Sua voz rouca acalma-me, motiva-me e não sei por qual motivo suas palavras fazem com que as memórias venham vívidas à minha mente. Acho que é porque ele consegue dar-me a segurança e a confiança de que preciso para ter forças para rememorar tudo aconteceu. Só assim, eu consigo prosseguir.

− Lembro-me de que, quando vimos que havia sangue, muito sangue, eu e meu irmão agarramos um ao outro e começamos a chorar baixinho, porque sabíamos que se chorássemos alto, ele bateria mais nela – o vermelho do sangue escorrendo, em sua testa, junto com suas lágrimas, não saem da minha memória − Não consegui olhar mais, Carlos! Eu deixei-a à mercê dele! Eu não fiz absolutamente nada!

− O que você poderia ter feito, meu amor? Você era uma pobre criança, condicionada por ambos os pais a não fazer nada!
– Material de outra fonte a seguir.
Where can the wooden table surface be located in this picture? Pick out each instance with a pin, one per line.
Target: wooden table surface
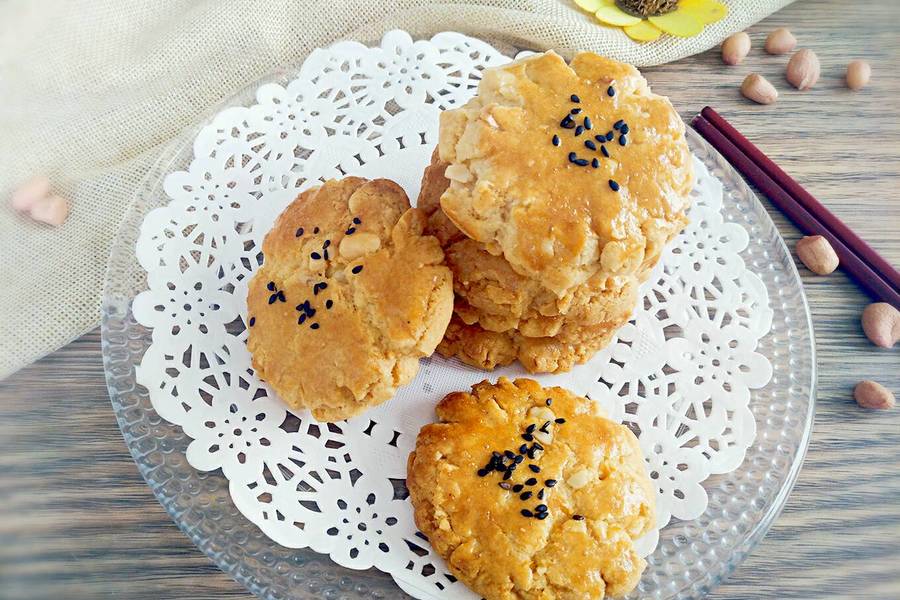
(77, 520)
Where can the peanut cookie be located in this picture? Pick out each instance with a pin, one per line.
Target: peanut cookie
(350, 296)
(531, 493)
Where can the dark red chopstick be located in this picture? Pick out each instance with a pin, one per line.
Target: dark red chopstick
(863, 273)
(859, 247)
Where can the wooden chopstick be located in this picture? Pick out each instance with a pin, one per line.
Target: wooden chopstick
(825, 216)
(864, 273)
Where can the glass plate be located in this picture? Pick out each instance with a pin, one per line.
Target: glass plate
(692, 557)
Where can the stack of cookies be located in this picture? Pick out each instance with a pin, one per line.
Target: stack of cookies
(548, 201)
(553, 193)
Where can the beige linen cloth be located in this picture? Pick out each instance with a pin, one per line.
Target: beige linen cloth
(91, 90)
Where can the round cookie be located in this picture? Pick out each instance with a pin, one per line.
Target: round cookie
(529, 178)
(562, 524)
(350, 296)
(513, 317)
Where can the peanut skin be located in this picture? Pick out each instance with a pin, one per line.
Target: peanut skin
(881, 324)
(817, 254)
(870, 394)
(735, 48)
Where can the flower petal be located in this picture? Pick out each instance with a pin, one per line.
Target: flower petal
(679, 22)
(613, 15)
(708, 11)
(591, 5)
(645, 31)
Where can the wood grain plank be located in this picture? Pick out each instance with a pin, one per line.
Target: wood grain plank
(77, 520)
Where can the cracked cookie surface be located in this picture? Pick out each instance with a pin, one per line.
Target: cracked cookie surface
(350, 296)
(589, 477)
(542, 248)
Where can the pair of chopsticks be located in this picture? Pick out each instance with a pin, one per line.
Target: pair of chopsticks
(872, 272)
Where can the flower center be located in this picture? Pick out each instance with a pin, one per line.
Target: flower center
(647, 8)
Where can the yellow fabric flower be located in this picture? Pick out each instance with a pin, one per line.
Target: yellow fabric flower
(686, 20)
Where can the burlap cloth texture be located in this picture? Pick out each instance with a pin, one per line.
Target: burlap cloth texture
(92, 90)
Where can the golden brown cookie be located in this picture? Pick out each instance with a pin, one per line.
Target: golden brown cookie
(531, 493)
(350, 296)
(530, 178)
(548, 227)
(490, 349)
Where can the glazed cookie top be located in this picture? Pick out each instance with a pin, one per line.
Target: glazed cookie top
(531, 493)
(350, 296)
(566, 169)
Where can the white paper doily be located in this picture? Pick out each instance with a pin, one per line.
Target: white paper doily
(680, 373)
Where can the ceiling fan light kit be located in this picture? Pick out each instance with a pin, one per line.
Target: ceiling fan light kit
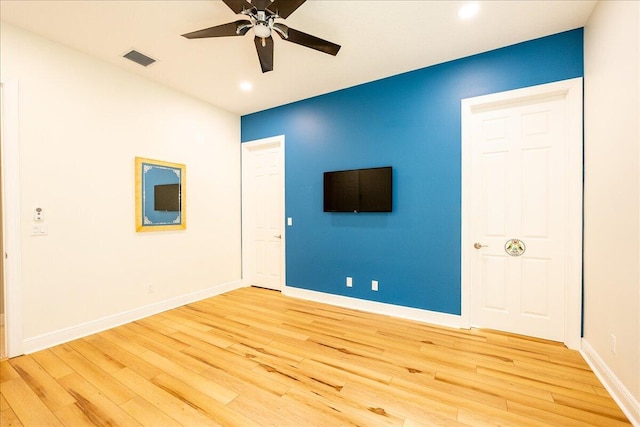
(262, 15)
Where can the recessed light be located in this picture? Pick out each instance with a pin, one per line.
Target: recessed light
(469, 10)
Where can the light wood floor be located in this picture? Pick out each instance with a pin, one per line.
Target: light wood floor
(254, 357)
E você nem tinha condições de saber se era uma surra diferente das outras. Por favor, não se culpe nunca! Você era uma menininha totalmente inocente!

Inocente, esta palavra doce soa como algo duro e condenatório, porque faz com que a pessoa sinta-se o que ela é, ou seja, uma incapaz.

− Não sei quanto tempo aquilo durou, mas, lembro-me de que ele gritou para que olhássemos para ele, que estava com um facão, que usava na roça, em punho. Ela estava caída no chão, em meio a uma poça enorme de sangue, e eu não pude ficar olhando, não pude mesmo! Ele mandou que olhássemos para ele e disse: “o pai fez isso com a mãe porque a ama muito. Ama tanto que vai fazer companhia a ela onde quer que ela esteja, pois não posso viver sem meu amor”. E passou o facão na própria garganta! O esguicho do líquido vermelho espirrou por todos os cantos da pequena cozinha e eu e meu irmão fomos testemunhas do desfecho macabro da cena mais dura de todas as nossas vidas! Ele foi, finalmente, viver seu amor na podridão do inferno, aquele monstro desgraçado filho de uma mãe!

Choro mais ainda. Não sei onde encontrei tantas lágrimas dentro de mim!

− A partir daí, não me lembrei de mais nada, só que fomos morar com meus avós, que se tornaram meus verdadeiros pais e a quem sou capaz de fazer tudo o que for preciso, possível e necessário. Meu irmão lidou com isso afundando-se nas drogas, eu, no trabalho. É por isso que sempre quis dar o melhor aos meus pais, pois eles foram minha salvação e esforçaram-se muito para nos criar, mesmo nas condições mais adversas, sem nunca reclamar. Nem mesmo falaram uma única palavra negativa contra meu irmão, apesar de tudo o que já aprontou com eles para conseguir drogas. Tudo eles suportaram! Para mim, eles são o que há de mais sagrado no mundo. Meu irmão perdeu-se e não conseguimos atingi-lo. Já lhe ofereci para se internar em clínicas de reabilitação, mas, vou ser sincera, eu posso entender o porquê dele buscar o esquecimento nas drogas. Enquanto o monstro fazia aquilo com minha mãe, ele ficava dizendo: “é culpa minha por ter ficado doente”. Era só isso que ele sabia repetir, tendo a minha mãe em seu colo, balançando o corpo, para trás e para frente, até que os gritos dos meus avós soaram do lado de fora da casa. Até hoje não sei como eles descobriram o que aconteceu, nem sei dizer se levaram minutos ou horas para chegar. A única lembrança que vem à minha mente são os olhos esbugalhados do meu pai, olhando para a gente, com a cabeça pendurada ao lado do corpo e meu irmão balançando a minha mãe, como se a ninasse, do mesmo jeito que ela fazia conosco quando estávamos assustados.

Chorando, penso no meu irmão que nunca conseguiu superar isso. Está certo que eu também tenho coisas que não consigo esquecer e que foram determinantes na formação da minha personalidade, mas, consegui enterrar tudo e não ficar relembrando 24 horas por dia. Com ele, parece não ter acontecido o mesmo... Não penso que isso seja justificativa para usar drogas, mas, entendo porque se deixou levar pelo entorpecimento que elas proporcionam-lhe. Exaurida, faço uma última pergunta ao meu garanhão, antes de cair num sono sem sonhos.

− Como posso entregar-me ao amor, se é uma coisa que machuca, traz infelicidade, torna as pessoas insanas e é capaz de levar as pessoas à morte?